Megan might be the most current fourth-grader to enjoy the maple sugar unit, but Patrick Kelley, holding 1-year-old daughter, Millie, was among the first.

“We really did start this in Jim Cutting’s classroom boiling the sap down to syrup on a hot plate,” Kelley said. “But after that, we built the Sugar Shack. They raised the money.”

According to Cutting, Kelly’s pretty much correct. Now in the unit’s 25th sugaring season, Cutting said it started decades ago while teaching the unit on New Hampshire history to his class of “very motivated and intuitive students.” The maple syrup industry is a big part of the state’s history, he said, and he got creative.

“We tapped five trees on school property the first year just to see what would happen,” Cutting said. “We made one gallon of syrup. The kids loved it; that’s where it’s at.”

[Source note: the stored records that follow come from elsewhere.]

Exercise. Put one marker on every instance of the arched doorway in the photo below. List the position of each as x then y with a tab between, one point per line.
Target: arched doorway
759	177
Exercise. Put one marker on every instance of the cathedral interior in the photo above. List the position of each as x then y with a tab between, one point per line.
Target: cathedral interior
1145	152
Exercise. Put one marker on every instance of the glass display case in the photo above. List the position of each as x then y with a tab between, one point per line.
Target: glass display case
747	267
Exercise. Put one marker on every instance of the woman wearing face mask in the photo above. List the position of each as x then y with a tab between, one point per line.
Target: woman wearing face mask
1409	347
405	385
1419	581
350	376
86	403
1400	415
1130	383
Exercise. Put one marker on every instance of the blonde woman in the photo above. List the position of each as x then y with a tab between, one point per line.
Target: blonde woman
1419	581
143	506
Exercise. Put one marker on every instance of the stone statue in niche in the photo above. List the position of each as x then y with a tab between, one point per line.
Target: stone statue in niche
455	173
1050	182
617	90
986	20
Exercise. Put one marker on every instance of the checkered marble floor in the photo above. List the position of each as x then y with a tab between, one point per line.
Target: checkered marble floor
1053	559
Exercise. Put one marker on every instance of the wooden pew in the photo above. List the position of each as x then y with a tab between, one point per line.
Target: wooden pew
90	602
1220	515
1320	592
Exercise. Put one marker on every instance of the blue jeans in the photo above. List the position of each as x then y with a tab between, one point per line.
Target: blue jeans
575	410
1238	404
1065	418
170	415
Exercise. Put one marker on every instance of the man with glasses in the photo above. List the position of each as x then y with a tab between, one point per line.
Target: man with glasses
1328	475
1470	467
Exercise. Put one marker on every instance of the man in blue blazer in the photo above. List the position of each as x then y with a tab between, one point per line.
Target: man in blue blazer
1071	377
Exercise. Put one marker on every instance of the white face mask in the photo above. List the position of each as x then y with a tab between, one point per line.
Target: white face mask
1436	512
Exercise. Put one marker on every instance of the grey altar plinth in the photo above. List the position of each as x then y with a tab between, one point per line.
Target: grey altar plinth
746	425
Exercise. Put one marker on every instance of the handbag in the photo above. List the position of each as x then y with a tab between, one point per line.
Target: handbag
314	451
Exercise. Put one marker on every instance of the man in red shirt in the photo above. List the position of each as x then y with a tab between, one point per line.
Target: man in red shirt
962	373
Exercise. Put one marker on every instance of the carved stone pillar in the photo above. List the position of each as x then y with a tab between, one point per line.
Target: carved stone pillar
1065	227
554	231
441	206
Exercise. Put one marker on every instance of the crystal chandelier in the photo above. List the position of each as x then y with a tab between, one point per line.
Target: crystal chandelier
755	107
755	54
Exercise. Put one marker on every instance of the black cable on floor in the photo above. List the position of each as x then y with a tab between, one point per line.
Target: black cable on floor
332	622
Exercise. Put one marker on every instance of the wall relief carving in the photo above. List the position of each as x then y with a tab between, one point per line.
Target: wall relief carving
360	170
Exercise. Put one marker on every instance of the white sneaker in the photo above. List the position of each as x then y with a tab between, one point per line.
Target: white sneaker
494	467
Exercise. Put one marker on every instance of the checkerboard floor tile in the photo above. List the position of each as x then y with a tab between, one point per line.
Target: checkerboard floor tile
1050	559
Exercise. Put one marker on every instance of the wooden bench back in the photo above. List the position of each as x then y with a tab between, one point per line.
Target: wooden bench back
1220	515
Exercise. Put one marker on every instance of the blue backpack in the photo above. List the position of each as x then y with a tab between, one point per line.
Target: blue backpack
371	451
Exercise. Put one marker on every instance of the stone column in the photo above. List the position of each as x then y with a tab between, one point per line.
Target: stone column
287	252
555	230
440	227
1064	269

But Cutting knew he couldn’t keep boiling sap into syrup on a hot plate in his classroom, or in the school kitchen for that matter. If the unit was going to grow so all fourth-graders could take part, LAS needed a sugar shack.

With School Board permission, Cutting, volunteers and students held a festival as a fundraiser, making $5,000. That was enough to buy the stainless steel equipment, he said, the rest came from the community.

“All the wood and windows of the shack were donated; all we paid for was the roof and the (concrete) floor,” he said.

Then parents, grandparents, residents and school staff volunteered time and expertise to raise the sugar shack behind the school.

“Everyone was behind it,” Cutting said.

With the shack, the number of trees tapped expanded, both on school grounds and private property through the cooperation of more generous residents. The children tap trees and gather sap. On maple sugaring weekend, the children watch as the sap gathered in a big tank slowly flows into a preheating tank, then through the baffles in the wood-fire heated boiling evaporator tank. When the temperature reaches 219 degrees Fahrenheit, it becomes maple syrup.

The unit encompasses all fourth-grade classrooms, currently taught by Barbara Cutting and Jess Bagley. Teachers from other disciplines got involved, he said, so students knew there’s more to the state’s historic maple sugaring industry “than putting a hole in a tree.”

According to sixth-graders Jenna Kelly and Elizabeth Medford, kids at LAS know the maple sugaring unit is coming in fourth grade, and everyone looks forward to it. And like the two girls and Patrick Kelley, many return year after year.

For LAS staffer David Schwab, after 11 years of watching this learning experience grow, the unit offers more than tasty results.

“Tell the kids the diameter of a maple tree, and they can figure out how many gallons of sap it can produce. That’s math,” he said. “The music teacher wrote a song about maple sugaring and taught it to the kids. In art class, the teacher had the kids make maple (leaf) shaped trivets. What impresses me the most is the way it’s incorporated into other disciplines in the school.”